De passagem pelo Brasil, um dos idealizadores da Fundação ABC e responsáveis pela difusão do plantio direto na palha em solo brasileiro, o holandês Hans Peeten visitou fábricas do setor agrícola no Paraná e destacou o papel fundamental do calcário para a expansão e sucesso da agricultura na região dos Campos Gerais. “Toda a história do desenvolvimento da região começa com o calcário. Sem isso, não teria agricultura aqui”, enalteceu o pesquisador.

Fotos: Klé Gabriel
A produção agrícola por hectare cresceu de froma expressiva, atingindo pelo menos o dobro, e, em muitos casos, o triplo de produtividade por hectare nas últimas décadas. “Vocês estão no primeiro mundo. Hoje, a região é um cartão de visitas. É uma paisagem fantástica, conservada, limpa, de alta produtividade, com o produtor animado”, ressaltou Peeten, que morou no Brasil por 15 anos, a partir de 1974, e hoje reside na Holanda, onde atua como consultor em cultivo de batata em países da África e até na Rússia.
Pioneirismo
Peeten esteve em Castro para participar da celebração dos 40 anos da Fundação ABC, instituição particular sem fins lucrativos que realiza pesquisa aplicada para desenvolver e adaptar novas tecnologias para mais de cinco mil produtores rurais filiados das Cooperativas Frísia (Carambeí), Castrolanda (Castro) e Capal (Arapoti), além de agricultores contribuintes de outras três cooperativas do Paraná e Goiás.

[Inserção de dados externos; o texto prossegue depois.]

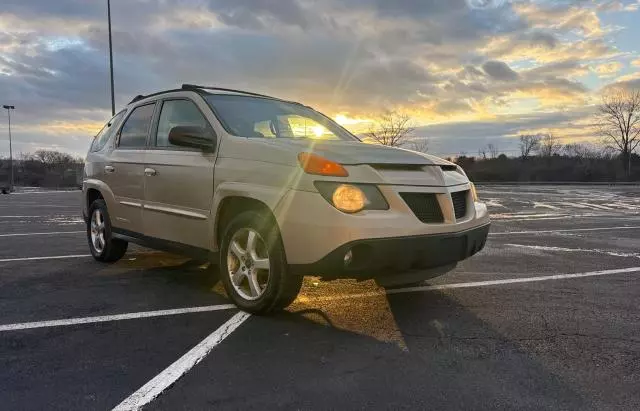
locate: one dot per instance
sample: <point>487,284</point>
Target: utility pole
<point>113,101</point>
<point>9,108</point>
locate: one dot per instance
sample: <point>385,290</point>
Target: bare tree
<point>528,144</point>
<point>584,151</point>
<point>419,144</point>
<point>549,145</point>
<point>394,129</point>
<point>618,121</point>
<point>493,150</point>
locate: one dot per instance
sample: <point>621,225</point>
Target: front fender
<point>268,195</point>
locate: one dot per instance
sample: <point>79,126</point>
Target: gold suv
<point>270,191</point>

Segundo o pioneiro, que ajudou a implantar o sistema de plantio direto na palha no Brasil, modo mais sustentável e que dispensa o arado no solo, o que ainda falta é uma maior atenção para as estradas para escoar a produção. “É uma coisa que eu não entendo. A Holanda que é o segundo maior exportador de produção agrícola do mundo e só funciona por causa da infraestrutura. O diamante agrícola é a pesquisa, a extensão, a assistência técnica e esse trabalho deve ser feito junto pelo governo e o produtor”, apontou, ressaltando que a área agrícola da Holanda é praticamente igual à área que a Fundação ABC atende, cerca de 650 a 700 mil hectares.
Segundo a Federação Brasileira do Plantio Direto, estima-se que atualmente mais de 90% das áreas agricultáveis do Brasil adotam a técnica trazida por Peeten. “Tive a felicidade de encontrar aqui na região produtores que queriam avançar, melhorar a situação. Isso trouxe um ânimo. Em 1977, conseguimos compor um grupo das cooperativas ABC e também de Guarapuava, de Ponta Grossa, da Coopagrícola e de Holambra 2 para uma viagem técnica. Fiz questão de levar gente também do Iapar, da Acarpa para os Estados Unidos e os produtores voltaram com confiança. Era necessário olhar para fora, abrir os horizontes”, relembra.
De acordo com o pesquisador, o solo brasileiro estava se degradando. “A erosão era uma vergonha. A paisagem estava se perdendo e a produção regredindo. Eu já estava trabalhando no plantio direto na Holanda, em solos arenosos, contra a ação do vento. Então surgiu a oportunidade e o pessoal das três cooperativas me contratou”, conta.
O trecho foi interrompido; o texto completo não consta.